Susanna Allmis-Hiergeist
Das Federkleid der Vögel und die pigmentierten Flügel der Schmetterlinge leuchten in vielen faszinierenden Farben. Öffnen sich die Sammlungen des Museums Alexander Koenig, ist hierin eine Vielzahl von beeindruckenden Objekten zu bestaunen.

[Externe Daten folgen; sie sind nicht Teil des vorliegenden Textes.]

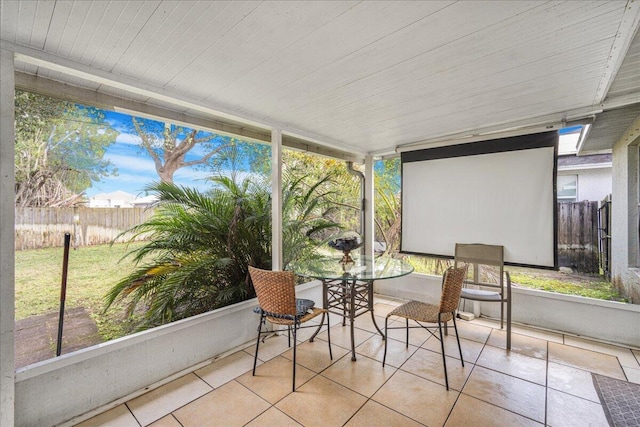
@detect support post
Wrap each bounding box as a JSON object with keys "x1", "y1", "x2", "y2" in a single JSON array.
[
  {"x1": 363, "y1": 156, "x2": 375, "y2": 256},
  {"x1": 0, "y1": 49, "x2": 15, "y2": 426},
  {"x1": 271, "y1": 129, "x2": 283, "y2": 271}
]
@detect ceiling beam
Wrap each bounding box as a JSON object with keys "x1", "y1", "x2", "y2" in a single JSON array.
[
  {"x1": 593, "y1": 0, "x2": 640, "y2": 104},
  {"x1": 15, "y1": 72, "x2": 271, "y2": 143},
  {"x1": 0, "y1": 40, "x2": 365, "y2": 163}
]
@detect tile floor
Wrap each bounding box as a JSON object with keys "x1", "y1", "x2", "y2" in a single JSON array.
[{"x1": 79, "y1": 296, "x2": 640, "y2": 427}]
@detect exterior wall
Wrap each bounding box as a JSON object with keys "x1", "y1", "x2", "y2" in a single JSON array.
[
  {"x1": 558, "y1": 167, "x2": 612, "y2": 202},
  {"x1": 611, "y1": 129, "x2": 640, "y2": 304},
  {"x1": 12, "y1": 274, "x2": 640, "y2": 427},
  {"x1": 16, "y1": 281, "x2": 322, "y2": 427}
]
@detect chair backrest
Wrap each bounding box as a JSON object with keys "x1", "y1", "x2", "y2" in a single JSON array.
[
  {"x1": 440, "y1": 266, "x2": 467, "y2": 313},
  {"x1": 249, "y1": 266, "x2": 296, "y2": 316},
  {"x1": 454, "y1": 243, "x2": 504, "y2": 288}
]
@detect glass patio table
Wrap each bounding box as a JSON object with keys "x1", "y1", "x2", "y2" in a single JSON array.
[{"x1": 291, "y1": 254, "x2": 413, "y2": 361}]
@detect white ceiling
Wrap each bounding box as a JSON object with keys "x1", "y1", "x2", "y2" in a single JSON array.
[{"x1": 0, "y1": 0, "x2": 640, "y2": 154}]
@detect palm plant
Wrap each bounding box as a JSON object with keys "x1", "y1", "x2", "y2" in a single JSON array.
[{"x1": 105, "y1": 176, "x2": 338, "y2": 329}]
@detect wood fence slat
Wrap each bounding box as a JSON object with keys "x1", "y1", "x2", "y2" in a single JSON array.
[{"x1": 15, "y1": 207, "x2": 153, "y2": 250}]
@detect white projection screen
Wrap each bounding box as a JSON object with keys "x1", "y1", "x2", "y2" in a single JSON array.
[{"x1": 400, "y1": 131, "x2": 558, "y2": 268}]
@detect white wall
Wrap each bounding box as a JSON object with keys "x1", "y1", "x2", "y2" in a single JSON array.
[
  {"x1": 0, "y1": 46, "x2": 15, "y2": 426},
  {"x1": 611, "y1": 125, "x2": 640, "y2": 302},
  {"x1": 558, "y1": 167, "x2": 612, "y2": 202},
  {"x1": 14, "y1": 282, "x2": 322, "y2": 427},
  {"x1": 375, "y1": 273, "x2": 640, "y2": 348},
  {"x1": 11, "y1": 274, "x2": 640, "y2": 427}
]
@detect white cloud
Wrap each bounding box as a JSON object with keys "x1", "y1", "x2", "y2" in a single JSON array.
[
  {"x1": 104, "y1": 153, "x2": 156, "y2": 174},
  {"x1": 116, "y1": 133, "x2": 142, "y2": 145}
]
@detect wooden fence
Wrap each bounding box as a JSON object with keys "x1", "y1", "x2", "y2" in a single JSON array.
[
  {"x1": 15, "y1": 208, "x2": 153, "y2": 250},
  {"x1": 558, "y1": 201, "x2": 600, "y2": 273},
  {"x1": 15, "y1": 201, "x2": 599, "y2": 273}
]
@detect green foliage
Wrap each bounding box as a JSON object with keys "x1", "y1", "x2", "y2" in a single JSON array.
[
  {"x1": 374, "y1": 158, "x2": 400, "y2": 253},
  {"x1": 105, "y1": 173, "x2": 337, "y2": 329},
  {"x1": 131, "y1": 117, "x2": 231, "y2": 183},
  {"x1": 15, "y1": 91, "x2": 118, "y2": 207}
]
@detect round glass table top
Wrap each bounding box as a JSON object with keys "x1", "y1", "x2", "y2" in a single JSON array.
[{"x1": 289, "y1": 253, "x2": 413, "y2": 280}]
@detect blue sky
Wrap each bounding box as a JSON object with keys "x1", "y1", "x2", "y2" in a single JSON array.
[
  {"x1": 90, "y1": 111, "x2": 580, "y2": 197},
  {"x1": 85, "y1": 111, "x2": 225, "y2": 197}
]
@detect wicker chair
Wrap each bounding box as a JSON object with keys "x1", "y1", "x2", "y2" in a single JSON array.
[
  {"x1": 454, "y1": 243, "x2": 511, "y2": 350},
  {"x1": 249, "y1": 266, "x2": 333, "y2": 391},
  {"x1": 382, "y1": 267, "x2": 467, "y2": 390}
]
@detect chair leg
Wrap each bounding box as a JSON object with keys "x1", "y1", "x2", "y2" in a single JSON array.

Ebenfalls farbenfroh geht es neuerdings in der Unterführung des DB-Haltepunkts UN Campus zu. Dort haben Kai Niederhausen und Roman de Laporte (Semor & Jack Lack) ein Fassadenkunstwerk geschaffen, das sich dem Artensterben und der bedrohten Insektenwelt widmet. Besonders ins Auge sticht der im Jahr 2021 zum Schmetterling des Jahres gekürte Braune Bär (Arctia caja). Seine dunkelbraun, mit einem großmaschigen weißen Muster gefärbten Vorderflügel lassen sich blitzschnell öffnen. Bei Gefahr zeigt er so seine roten Hinterflügel, erschreckt seine Feinde wie Vögel und Fledermäuse und kann selbst entkommen. Während der Falter in Europa, Asien und Nordamerika häufig vorkommt, ist sein Bestand in Deutschland gefährdet. Lichtverschmutzung spielt dabei eine große Rolle. Doch davon später mehr.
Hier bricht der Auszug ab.